- Wadduwa Location within Sri Lanka
- Coordinates: 6°42′48″N 79°54′15″E﻿ / ﻿6.71333°N 79.90417°E
- Country: Sri Lanka
- Province: Western Province
- Time zone: UTC+5:30 (Sri Lanka Standard Time Zone)
- • Summer (DST): UTC+6 (Summer time)

= Wadduwa =

Wadduwa (වාද්දුව, வாதுவை) is a town in the Western Province of Sri Lanka. It is situated on the western coast of Sri Lanka, about 33 km south of Colombo. It spans from 30.5 to 36.5 km area along the Galle Road, 4.5 km to the land side and 1 km to the seaside. It is also famous for its rich cultivation of coconut palms and as a major producer of toddy and vinegar. There are few historical places in the area such as ancient Catholic church and Dhaaldawatta Purana Maha Viharaya. Wadduwa is popular for the products made from coconut fibre such as brooms, carpets etc.

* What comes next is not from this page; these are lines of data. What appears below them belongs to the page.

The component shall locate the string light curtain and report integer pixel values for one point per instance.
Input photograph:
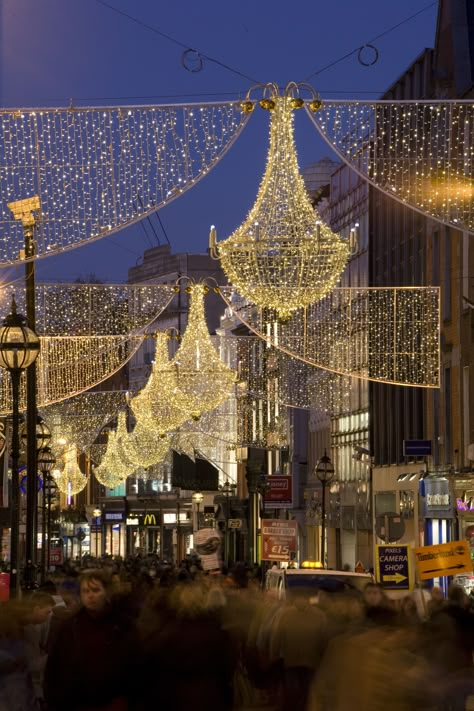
(99, 169)
(67, 366)
(388, 335)
(155, 407)
(79, 420)
(282, 257)
(204, 381)
(92, 309)
(420, 153)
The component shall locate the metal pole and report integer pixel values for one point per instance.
(323, 525)
(15, 498)
(31, 420)
(48, 540)
(43, 527)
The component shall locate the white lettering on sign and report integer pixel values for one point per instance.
(437, 499)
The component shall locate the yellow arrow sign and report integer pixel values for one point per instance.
(397, 578)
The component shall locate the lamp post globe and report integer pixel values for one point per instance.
(325, 473)
(42, 434)
(19, 348)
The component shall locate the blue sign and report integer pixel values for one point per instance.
(393, 567)
(416, 447)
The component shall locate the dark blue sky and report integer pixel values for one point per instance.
(55, 50)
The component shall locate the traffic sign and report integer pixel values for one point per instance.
(416, 447)
(445, 559)
(393, 568)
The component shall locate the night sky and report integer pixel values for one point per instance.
(52, 51)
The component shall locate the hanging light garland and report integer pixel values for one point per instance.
(420, 153)
(388, 335)
(97, 170)
(282, 257)
(70, 480)
(79, 420)
(203, 380)
(155, 407)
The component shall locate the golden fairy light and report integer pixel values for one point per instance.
(98, 169)
(282, 257)
(420, 153)
(70, 480)
(204, 380)
(155, 407)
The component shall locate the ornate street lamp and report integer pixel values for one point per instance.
(43, 434)
(19, 348)
(197, 497)
(46, 462)
(325, 473)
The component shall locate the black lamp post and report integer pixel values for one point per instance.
(228, 490)
(325, 474)
(197, 497)
(19, 348)
(46, 461)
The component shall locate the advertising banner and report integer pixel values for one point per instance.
(444, 559)
(280, 493)
(207, 544)
(279, 540)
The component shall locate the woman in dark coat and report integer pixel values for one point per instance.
(91, 664)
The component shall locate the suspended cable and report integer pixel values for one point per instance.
(316, 72)
(175, 41)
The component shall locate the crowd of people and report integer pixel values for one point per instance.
(140, 634)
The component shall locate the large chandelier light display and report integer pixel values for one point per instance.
(389, 335)
(282, 257)
(419, 152)
(204, 381)
(70, 480)
(155, 407)
(99, 169)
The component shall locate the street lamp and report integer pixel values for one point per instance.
(325, 473)
(228, 490)
(19, 348)
(46, 461)
(97, 513)
(197, 497)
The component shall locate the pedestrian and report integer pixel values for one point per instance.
(98, 646)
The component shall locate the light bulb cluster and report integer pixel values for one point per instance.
(96, 170)
(282, 257)
(69, 365)
(381, 334)
(91, 309)
(418, 152)
(203, 380)
(70, 480)
(78, 421)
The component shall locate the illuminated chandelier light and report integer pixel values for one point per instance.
(388, 335)
(420, 153)
(269, 374)
(155, 406)
(204, 381)
(93, 309)
(69, 365)
(282, 257)
(79, 420)
(99, 169)
(70, 480)
(140, 448)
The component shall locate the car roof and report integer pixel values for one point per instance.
(321, 571)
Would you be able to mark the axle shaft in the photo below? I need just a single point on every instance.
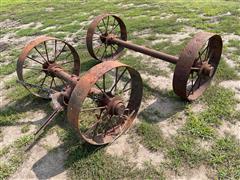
(144, 50)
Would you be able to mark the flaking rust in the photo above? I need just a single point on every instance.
(101, 104)
(195, 66)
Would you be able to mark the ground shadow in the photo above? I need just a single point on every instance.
(165, 105)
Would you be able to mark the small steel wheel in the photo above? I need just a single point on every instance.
(105, 102)
(37, 56)
(197, 65)
(102, 27)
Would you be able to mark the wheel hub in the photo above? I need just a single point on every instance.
(47, 68)
(116, 106)
(207, 69)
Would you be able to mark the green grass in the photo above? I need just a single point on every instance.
(182, 151)
(151, 136)
(225, 158)
(185, 151)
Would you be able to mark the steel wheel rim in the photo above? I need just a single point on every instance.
(187, 62)
(41, 58)
(81, 91)
(115, 52)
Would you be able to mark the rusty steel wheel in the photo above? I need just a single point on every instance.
(197, 65)
(103, 26)
(105, 102)
(37, 56)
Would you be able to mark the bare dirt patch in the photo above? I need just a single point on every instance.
(229, 128)
(136, 153)
(43, 163)
(200, 173)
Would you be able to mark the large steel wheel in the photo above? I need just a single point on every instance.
(35, 59)
(101, 27)
(105, 102)
(197, 65)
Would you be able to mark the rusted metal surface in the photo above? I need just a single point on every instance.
(112, 90)
(113, 105)
(43, 62)
(98, 50)
(197, 65)
(199, 58)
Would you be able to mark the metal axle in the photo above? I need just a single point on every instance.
(144, 50)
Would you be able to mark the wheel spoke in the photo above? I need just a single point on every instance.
(98, 49)
(104, 25)
(34, 60)
(33, 68)
(118, 79)
(51, 82)
(92, 109)
(114, 48)
(45, 45)
(40, 54)
(104, 85)
(55, 49)
(116, 76)
(54, 82)
(114, 27)
(101, 90)
(126, 84)
(104, 51)
(43, 80)
(60, 52)
(66, 62)
(99, 29)
(107, 23)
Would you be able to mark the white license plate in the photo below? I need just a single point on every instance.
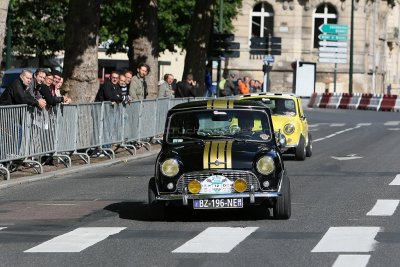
(218, 203)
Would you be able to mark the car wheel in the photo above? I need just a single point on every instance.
(301, 149)
(156, 209)
(309, 146)
(283, 205)
(152, 191)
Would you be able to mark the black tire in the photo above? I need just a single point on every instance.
(309, 146)
(156, 209)
(152, 191)
(283, 205)
(301, 149)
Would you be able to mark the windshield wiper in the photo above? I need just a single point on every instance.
(189, 138)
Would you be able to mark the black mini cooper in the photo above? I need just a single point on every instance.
(221, 154)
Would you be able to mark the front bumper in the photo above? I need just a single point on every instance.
(251, 195)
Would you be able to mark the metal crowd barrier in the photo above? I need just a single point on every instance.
(27, 135)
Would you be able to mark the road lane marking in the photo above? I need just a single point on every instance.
(396, 180)
(57, 204)
(76, 240)
(392, 123)
(216, 240)
(384, 207)
(336, 133)
(351, 260)
(348, 239)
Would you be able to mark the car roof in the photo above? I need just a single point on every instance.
(271, 95)
(220, 103)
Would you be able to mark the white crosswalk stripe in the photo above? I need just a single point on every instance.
(396, 180)
(351, 260)
(348, 239)
(76, 240)
(392, 123)
(384, 207)
(216, 240)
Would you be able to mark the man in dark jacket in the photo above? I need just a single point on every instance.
(111, 89)
(18, 93)
(186, 88)
(46, 91)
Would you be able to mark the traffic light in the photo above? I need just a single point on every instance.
(269, 45)
(223, 45)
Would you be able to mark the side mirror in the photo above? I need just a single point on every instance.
(281, 139)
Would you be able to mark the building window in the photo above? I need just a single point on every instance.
(262, 20)
(325, 13)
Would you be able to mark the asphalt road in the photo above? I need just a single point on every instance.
(344, 211)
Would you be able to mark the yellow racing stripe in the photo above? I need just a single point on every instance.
(217, 155)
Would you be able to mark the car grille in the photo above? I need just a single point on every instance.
(249, 177)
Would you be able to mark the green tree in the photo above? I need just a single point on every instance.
(81, 50)
(37, 27)
(3, 20)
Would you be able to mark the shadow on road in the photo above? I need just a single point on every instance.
(143, 212)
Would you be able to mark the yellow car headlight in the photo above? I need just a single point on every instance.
(289, 128)
(265, 165)
(170, 167)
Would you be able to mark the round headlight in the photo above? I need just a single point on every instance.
(288, 129)
(170, 167)
(265, 165)
(194, 187)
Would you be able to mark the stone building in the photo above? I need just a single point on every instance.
(376, 42)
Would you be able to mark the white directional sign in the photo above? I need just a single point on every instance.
(333, 49)
(336, 44)
(332, 60)
(333, 28)
(332, 55)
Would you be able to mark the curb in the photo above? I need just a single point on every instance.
(66, 171)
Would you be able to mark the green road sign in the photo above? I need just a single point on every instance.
(330, 37)
(334, 28)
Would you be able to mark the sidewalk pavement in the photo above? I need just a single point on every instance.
(27, 175)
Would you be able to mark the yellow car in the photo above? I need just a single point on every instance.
(288, 118)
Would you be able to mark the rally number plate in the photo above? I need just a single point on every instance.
(218, 203)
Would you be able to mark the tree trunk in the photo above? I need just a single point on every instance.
(198, 42)
(81, 50)
(3, 21)
(143, 41)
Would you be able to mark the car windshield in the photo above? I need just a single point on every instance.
(246, 125)
(280, 106)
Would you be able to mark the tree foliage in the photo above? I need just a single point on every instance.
(38, 26)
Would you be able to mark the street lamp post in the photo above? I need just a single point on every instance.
(351, 48)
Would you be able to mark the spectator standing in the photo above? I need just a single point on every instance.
(58, 92)
(34, 85)
(165, 88)
(122, 85)
(47, 92)
(244, 87)
(111, 89)
(187, 87)
(18, 92)
(128, 75)
(208, 82)
(230, 88)
(138, 86)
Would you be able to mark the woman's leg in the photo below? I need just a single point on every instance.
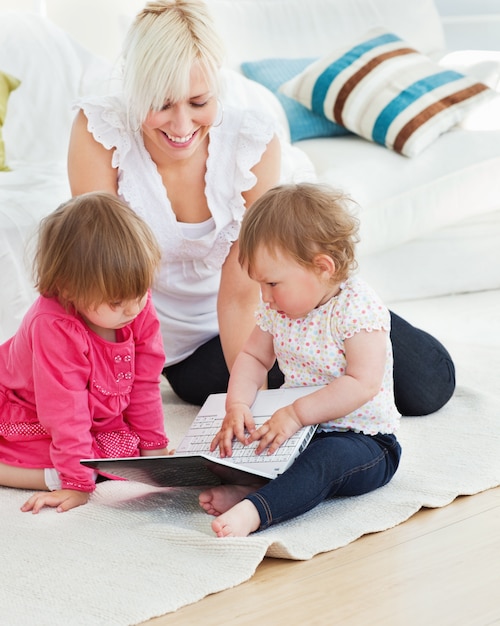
(334, 464)
(424, 374)
(205, 372)
(202, 373)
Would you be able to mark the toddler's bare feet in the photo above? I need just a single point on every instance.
(241, 520)
(220, 499)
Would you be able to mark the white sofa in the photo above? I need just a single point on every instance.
(430, 223)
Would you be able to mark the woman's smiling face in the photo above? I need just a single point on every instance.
(179, 128)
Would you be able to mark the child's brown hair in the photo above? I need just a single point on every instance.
(302, 220)
(95, 250)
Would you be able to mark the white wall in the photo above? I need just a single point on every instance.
(471, 24)
(100, 25)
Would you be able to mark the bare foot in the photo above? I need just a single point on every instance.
(241, 520)
(220, 499)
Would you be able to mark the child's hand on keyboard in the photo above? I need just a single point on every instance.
(238, 423)
(279, 427)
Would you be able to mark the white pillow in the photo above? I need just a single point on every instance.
(258, 29)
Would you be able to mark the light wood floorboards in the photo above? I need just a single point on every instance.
(441, 567)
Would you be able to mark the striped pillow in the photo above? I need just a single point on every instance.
(385, 91)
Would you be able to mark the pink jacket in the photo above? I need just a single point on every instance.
(67, 394)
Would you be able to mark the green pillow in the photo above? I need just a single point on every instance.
(7, 84)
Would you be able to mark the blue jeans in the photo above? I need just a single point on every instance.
(334, 464)
(424, 374)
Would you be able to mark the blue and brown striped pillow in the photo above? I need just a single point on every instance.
(385, 91)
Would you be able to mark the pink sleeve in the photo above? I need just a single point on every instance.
(61, 372)
(145, 411)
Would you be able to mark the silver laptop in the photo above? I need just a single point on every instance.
(194, 465)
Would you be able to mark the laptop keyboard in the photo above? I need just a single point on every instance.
(209, 426)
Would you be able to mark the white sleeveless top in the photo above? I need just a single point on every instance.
(185, 292)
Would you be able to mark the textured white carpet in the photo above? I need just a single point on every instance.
(135, 552)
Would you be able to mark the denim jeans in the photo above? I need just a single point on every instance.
(334, 464)
(424, 374)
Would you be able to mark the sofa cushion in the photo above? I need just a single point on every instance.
(303, 123)
(7, 84)
(54, 70)
(382, 89)
(405, 199)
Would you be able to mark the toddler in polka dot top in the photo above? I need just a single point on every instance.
(325, 327)
(81, 376)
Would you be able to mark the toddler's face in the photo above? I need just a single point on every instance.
(289, 287)
(113, 315)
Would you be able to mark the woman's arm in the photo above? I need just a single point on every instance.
(89, 162)
(238, 294)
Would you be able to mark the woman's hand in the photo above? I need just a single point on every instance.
(63, 499)
(279, 427)
(238, 422)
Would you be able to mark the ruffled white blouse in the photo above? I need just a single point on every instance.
(185, 292)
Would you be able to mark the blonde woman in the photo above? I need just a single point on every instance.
(190, 169)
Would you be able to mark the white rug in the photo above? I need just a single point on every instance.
(136, 552)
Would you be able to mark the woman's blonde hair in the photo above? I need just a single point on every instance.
(94, 250)
(302, 220)
(166, 38)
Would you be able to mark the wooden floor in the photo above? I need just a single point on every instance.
(439, 568)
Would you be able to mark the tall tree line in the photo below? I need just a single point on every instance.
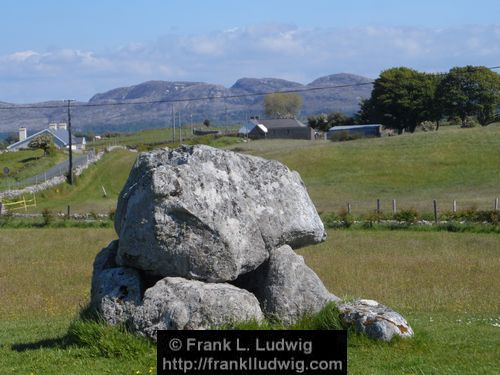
(402, 98)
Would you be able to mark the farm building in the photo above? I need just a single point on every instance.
(58, 132)
(277, 128)
(356, 131)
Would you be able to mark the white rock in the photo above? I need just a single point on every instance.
(208, 214)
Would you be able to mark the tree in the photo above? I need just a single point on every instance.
(399, 99)
(470, 91)
(282, 105)
(319, 122)
(43, 142)
(12, 138)
(434, 108)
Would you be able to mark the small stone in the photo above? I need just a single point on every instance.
(286, 287)
(177, 303)
(373, 319)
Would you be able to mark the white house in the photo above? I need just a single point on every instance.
(58, 132)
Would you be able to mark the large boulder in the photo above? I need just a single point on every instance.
(177, 303)
(286, 287)
(208, 214)
(373, 319)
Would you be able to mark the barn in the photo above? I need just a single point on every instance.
(276, 129)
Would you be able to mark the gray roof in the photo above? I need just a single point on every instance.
(60, 135)
(279, 123)
(349, 127)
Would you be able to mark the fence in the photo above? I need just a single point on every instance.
(435, 206)
(18, 205)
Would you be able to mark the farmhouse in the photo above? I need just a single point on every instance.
(58, 132)
(276, 128)
(346, 131)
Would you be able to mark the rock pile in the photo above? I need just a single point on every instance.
(205, 239)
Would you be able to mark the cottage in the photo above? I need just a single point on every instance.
(58, 132)
(349, 131)
(276, 128)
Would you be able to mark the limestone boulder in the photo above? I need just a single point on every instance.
(286, 287)
(177, 303)
(208, 214)
(115, 290)
(374, 320)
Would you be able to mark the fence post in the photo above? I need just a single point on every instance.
(435, 211)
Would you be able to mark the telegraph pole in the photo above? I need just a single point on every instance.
(70, 170)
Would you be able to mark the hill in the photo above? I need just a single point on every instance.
(201, 101)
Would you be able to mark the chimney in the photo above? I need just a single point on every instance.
(23, 134)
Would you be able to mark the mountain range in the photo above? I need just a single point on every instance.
(122, 109)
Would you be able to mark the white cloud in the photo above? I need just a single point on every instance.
(282, 51)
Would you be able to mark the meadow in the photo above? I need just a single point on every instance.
(452, 164)
(24, 164)
(446, 284)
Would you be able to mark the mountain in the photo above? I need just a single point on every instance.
(121, 109)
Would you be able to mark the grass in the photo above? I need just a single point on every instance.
(444, 283)
(414, 169)
(453, 164)
(87, 193)
(161, 136)
(111, 173)
(26, 163)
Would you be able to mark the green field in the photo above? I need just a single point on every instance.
(452, 164)
(24, 164)
(446, 284)
(160, 136)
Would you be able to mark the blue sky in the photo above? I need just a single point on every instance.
(74, 49)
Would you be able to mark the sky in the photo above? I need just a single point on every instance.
(52, 50)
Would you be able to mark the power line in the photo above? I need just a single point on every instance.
(139, 102)
(78, 105)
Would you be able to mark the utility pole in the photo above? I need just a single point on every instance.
(180, 128)
(173, 124)
(70, 170)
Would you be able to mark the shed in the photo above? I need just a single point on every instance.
(356, 131)
(277, 128)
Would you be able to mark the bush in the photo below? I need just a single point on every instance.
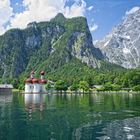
(136, 88)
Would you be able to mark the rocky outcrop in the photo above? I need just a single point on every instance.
(47, 44)
(122, 45)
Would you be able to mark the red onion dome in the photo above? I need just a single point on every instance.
(28, 81)
(42, 72)
(43, 81)
(32, 72)
(35, 81)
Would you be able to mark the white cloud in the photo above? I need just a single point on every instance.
(5, 13)
(90, 8)
(133, 10)
(38, 10)
(93, 27)
(44, 10)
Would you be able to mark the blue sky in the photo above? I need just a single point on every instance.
(102, 15)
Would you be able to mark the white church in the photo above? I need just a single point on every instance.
(34, 85)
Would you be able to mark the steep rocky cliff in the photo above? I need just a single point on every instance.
(122, 45)
(47, 45)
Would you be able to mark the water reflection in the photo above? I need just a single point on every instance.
(70, 116)
(34, 102)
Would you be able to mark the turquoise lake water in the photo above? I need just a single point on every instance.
(70, 117)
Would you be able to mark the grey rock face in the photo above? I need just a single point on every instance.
(122, 45)
(81, 47)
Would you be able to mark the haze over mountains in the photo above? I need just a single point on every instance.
(48, 46)
(122, 45)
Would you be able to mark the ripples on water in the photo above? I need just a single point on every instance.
(66, 117)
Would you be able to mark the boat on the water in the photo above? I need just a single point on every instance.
(6, 88)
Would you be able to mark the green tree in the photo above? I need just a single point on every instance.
(136, 88)
(74, 86)
(48, 86)
(108, 87)
(84, 86)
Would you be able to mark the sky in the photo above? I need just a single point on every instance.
(102, 15)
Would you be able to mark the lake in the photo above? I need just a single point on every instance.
(70, 117)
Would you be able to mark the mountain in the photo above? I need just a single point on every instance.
(122, 45)
(48, 46)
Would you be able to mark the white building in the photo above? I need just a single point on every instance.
(34, 85)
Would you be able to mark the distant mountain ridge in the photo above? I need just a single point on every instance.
(47, 46)
(122, 45)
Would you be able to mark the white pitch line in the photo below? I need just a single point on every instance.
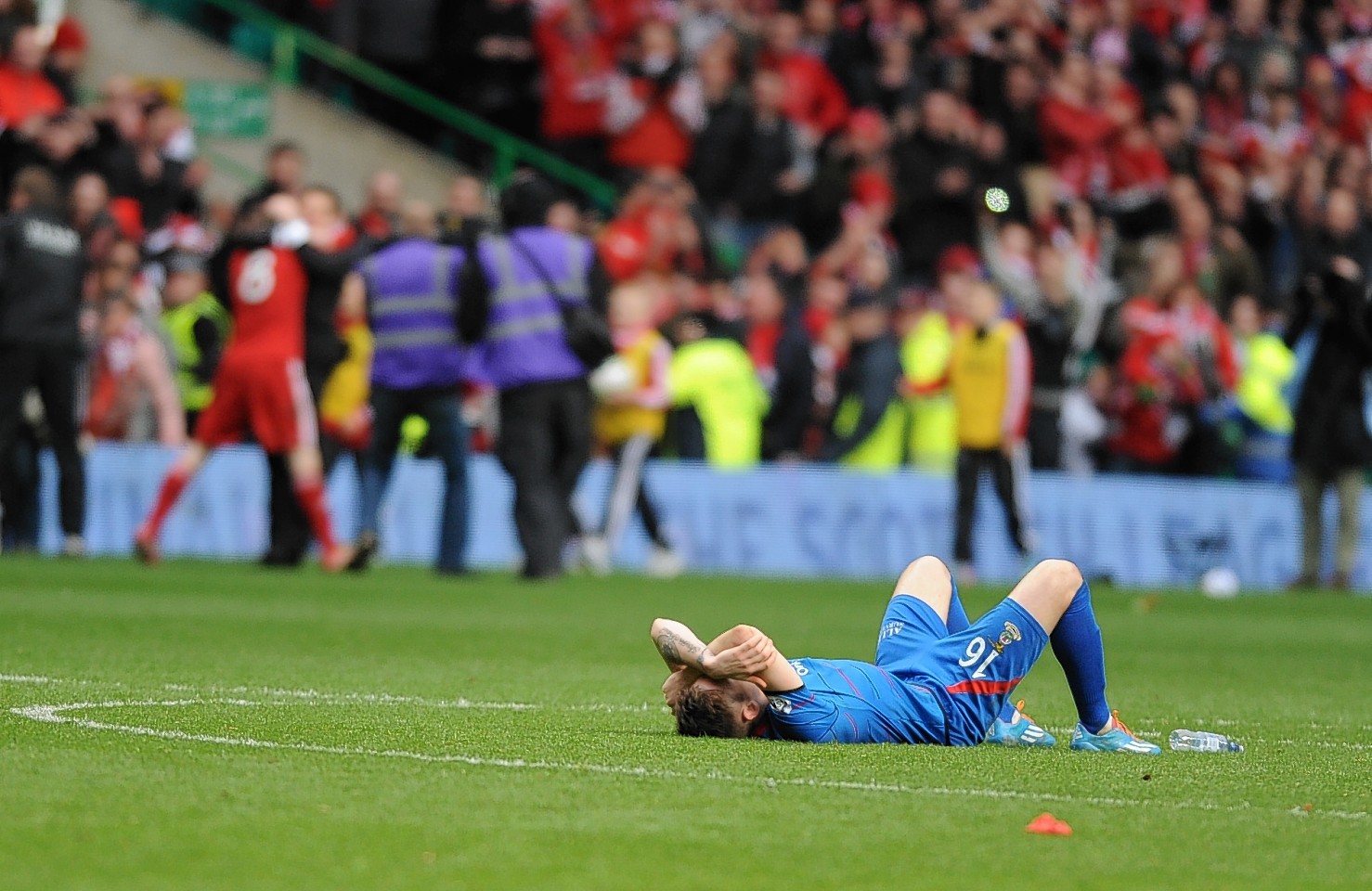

Wadduwa is governed by Panadura Pradeshiya Sabha.

==Origin of the name==

According to folklore, there were many native indigenous doctors in this area in the past. The name for native doctors in Sinalese Language is "veda mahaththayaa", thus comes the name 'veda doova' meaning the land of the native doctors. It has later become "Wadduwa".